The findings of the Cygnus Exercise were that the country was far from  sufficiently prepared for a pandemic.  Among other things, resources for such things as PPE and ventilators were inadequate, and there were insufficient  plans to  protect residents and staff  working in care homes.

 Instead of taking action our Conservative  Government  hushed up the findings, which one newspaper later described as "too frightening to be revealed."

The matter is topical because yesterday Dame Sarah Gilbert, one of the leading scientists in the development of the Oxford Zeneca Vaccine, delivered the  annual Dimbleby Lecture.  She argued that more pandemics are to be expected.  They may be variations of COVID, of Flu, or something else entirely.  Adequate vaccines will be needed and needed quickly.. Hence those scientists such as herself, in Oxford and other universities, must not be pushed  into the background and left to languish in underfunded obscurity until, surprise surprise, the next pandemic comes along.   They must be fully funded,  resourced and encouraged now

Paring down resources to the minimum in search of short term profits or minimal taxation is an endemic feature of the Tory  economic philosophy of privatisation and  low regulated small state capitalism. As outlined in a previous post, our NHS from 2010 was starved of adequate funding so that, when the pandemic stuck ,there was insufficient  spare capacity to deal with routine cases along with COVID emergencies. 

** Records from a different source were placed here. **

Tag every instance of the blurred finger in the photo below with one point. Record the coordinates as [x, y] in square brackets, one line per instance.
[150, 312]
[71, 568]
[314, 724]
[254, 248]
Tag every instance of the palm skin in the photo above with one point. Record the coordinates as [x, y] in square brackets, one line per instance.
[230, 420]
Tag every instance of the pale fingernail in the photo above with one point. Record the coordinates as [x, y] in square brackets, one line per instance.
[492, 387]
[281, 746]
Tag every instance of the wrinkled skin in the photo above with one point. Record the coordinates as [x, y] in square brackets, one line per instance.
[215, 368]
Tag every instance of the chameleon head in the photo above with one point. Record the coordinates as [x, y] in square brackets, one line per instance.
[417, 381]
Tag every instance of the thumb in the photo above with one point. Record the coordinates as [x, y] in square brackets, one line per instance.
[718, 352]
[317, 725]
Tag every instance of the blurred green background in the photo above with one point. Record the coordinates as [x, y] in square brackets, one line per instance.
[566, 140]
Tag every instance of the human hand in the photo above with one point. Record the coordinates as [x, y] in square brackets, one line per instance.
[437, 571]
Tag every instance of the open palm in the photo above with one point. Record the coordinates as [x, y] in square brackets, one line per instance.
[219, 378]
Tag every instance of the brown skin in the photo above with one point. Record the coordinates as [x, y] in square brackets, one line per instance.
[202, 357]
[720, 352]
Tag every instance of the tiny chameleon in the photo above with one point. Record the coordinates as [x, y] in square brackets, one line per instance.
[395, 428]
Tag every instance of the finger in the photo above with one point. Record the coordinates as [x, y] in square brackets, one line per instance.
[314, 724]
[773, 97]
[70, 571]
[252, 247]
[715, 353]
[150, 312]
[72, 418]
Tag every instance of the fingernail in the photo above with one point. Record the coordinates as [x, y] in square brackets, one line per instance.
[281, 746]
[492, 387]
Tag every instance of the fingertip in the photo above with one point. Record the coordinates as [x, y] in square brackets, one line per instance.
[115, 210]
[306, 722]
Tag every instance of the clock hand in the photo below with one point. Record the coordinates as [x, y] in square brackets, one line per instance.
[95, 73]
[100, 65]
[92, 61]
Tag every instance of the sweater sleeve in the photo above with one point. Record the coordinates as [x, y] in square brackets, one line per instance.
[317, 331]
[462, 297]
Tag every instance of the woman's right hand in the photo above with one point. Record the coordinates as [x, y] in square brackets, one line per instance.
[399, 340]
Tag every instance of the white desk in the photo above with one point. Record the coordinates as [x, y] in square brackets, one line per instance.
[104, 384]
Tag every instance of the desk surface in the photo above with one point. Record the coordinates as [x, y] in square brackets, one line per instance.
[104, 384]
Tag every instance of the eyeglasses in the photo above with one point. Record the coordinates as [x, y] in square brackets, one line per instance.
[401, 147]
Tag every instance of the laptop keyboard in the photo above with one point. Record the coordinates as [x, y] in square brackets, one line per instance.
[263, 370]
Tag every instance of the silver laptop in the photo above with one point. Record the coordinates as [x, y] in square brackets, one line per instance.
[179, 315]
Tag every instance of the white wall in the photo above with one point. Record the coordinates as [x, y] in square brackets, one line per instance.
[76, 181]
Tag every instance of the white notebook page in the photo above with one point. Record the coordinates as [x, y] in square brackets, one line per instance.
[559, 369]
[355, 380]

I'm sure that, when the circumstances surrounding the breakdown of the electricity supply in parts of Northern England and Scotland, leaving many households without power for over a week, it will be found that the privatised companies have paid too little attention to keeping the supply system in good repair.  Similarly we shall probably discover that the water companies have neglected the collection and treatment of sewage, which is why they need to pump raw sewage into our rivers and the sea whenever there is heavy rain.

 In the public sector our  child welfare provision has been pared to the bone, so that the horrifying treatment of the six-year-old Arthur Labino-Hughes escaped attention until his murder.

In the private sector we need to devise a system which forces companies to look to the medium and long term.  I suspect it will not involve aggressive take-overs and hedge funds.

In the public sector we need politicians with the courage to tell us that we cannot have adequate levels of provision and protection on minimal levels of taxation.  Those who pretend to offer both  should be recognised for the charlatans they are.